COLOMBO (AFP) - Sri Lanka's main Tamil party Saturday asked neighbouring India to stop poaching in local waters, saying it was affecting fishermen struggling to rebuild their lives after decades of ethnic war.

The Tamil National Alliance (TNA) said they urged the visiting Indian foreign minister Sushma Swaraj to ensure that Indian trawlers did not breach the maritime boundary and destroy livelihoods of people in battle-scarred northern Sri Lanka.

"Consequent to Indian trawlers coming here in unlimited numbers, the fishing rights of local fishermen have been greatly disturbed," TNA leader R. Sampanthan told reporters after talks with Swaraj.

"Some action should be taken to resolve this issue, preferably on an amicable basis without further delay."

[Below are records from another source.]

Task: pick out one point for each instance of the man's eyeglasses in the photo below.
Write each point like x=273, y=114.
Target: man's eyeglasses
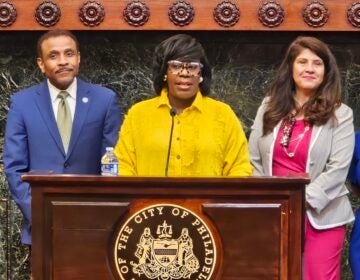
x=193, y=68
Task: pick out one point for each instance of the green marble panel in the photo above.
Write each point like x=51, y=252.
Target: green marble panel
x=3, y=239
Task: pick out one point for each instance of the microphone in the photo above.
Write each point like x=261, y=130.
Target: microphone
x=172, y=114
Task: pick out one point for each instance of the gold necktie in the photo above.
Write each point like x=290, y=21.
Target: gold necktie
x=64, y=121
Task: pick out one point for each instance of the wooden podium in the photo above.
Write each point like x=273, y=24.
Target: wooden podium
x=93, y=227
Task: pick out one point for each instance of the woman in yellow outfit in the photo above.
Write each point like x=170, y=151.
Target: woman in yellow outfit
x=182, y=132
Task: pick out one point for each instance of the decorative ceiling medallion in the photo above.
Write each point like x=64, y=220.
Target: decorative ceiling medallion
x=47, y=13
x=136, y=13
x=315, y=14
x=354, y=14
x=181, y=13
x=271, y=14
x=7, y=14
x=226, y=14
x=92, y=13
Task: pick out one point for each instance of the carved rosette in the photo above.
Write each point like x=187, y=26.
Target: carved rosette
x=136, y=13
x=271, y=14
x=47, y=13
x=92, y=13
x=7, y=14
x=315, y=14
x=354, y=14
x=226, y=14
x=181, y=13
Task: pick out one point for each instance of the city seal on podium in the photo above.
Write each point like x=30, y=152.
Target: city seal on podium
x=164, y=242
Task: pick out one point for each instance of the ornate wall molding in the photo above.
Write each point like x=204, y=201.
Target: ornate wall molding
x=315, y=14
x=92, y=13
x=226, y=14
x=47, y=13
x=354, y=14
x=7, y=14
x=136, y=13
x=181, y=13
x=172, y=15
x=271, y=14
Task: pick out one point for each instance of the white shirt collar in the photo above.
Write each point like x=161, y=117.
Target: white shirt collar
x=54, y=91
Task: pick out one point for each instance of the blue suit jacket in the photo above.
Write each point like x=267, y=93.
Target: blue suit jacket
x=32, y=139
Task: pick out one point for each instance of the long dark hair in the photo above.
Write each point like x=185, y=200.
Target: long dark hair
x=321, y=106
x=184, y=47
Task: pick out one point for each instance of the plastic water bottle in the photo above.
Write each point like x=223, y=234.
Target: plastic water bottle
x=109, y=163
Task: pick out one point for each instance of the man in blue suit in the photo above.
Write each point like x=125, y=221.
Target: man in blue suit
x=354, y=178
x=32, y=137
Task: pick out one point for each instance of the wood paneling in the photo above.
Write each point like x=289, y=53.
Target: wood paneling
x=203, y=16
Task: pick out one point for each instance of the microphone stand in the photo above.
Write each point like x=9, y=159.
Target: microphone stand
x=172, y=114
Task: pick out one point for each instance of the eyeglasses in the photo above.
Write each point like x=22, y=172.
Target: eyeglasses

India has maintained the issue should be resolved through "dialogue", but previous talks between fishermen of the two countries had ended in failure.

Sampanthan said they did not want force used to stop poaching, but defended the fishermen' right to self defence in case they were attacked.

Poaching is a contentious issue. Until the end of the separatist war in 2009, local fishermen were not allowed to venture out, leaving the rich fishing grounds open to those from India.

However, with the end of the conflict, the locals have been allowed to go out to sea, but they are confronted by Indian trawlers which enter the area in large numbers, Sampanthan said.

Swaraj is in Sri Lanka on a two-day visit ending Saturday to prepare the ground for next week's visit by Prime Minister Narendra Modi who is due to travel to the northern peninsula of Jaffna where much of the fighting took place during the height of the war.

Sri Lanka's minority Tamils share close cultural ties with those in the southern Indian state of Tamil Nadu, but relations have been strained in recent years over the fishing issue.

However, talks between the Indian minister and her local counterpart, Mangala Samaraweera, skirted the thorny fishing issue and concentrated on other matters, officials said.

Sri Lanka's new government which came to power in January has said it will work closely with neighbouring India, the regional super power, to ensure the island's reconciliation after the decade-long war which claimed the lives of at least 100,000 people between 1972 and 2009.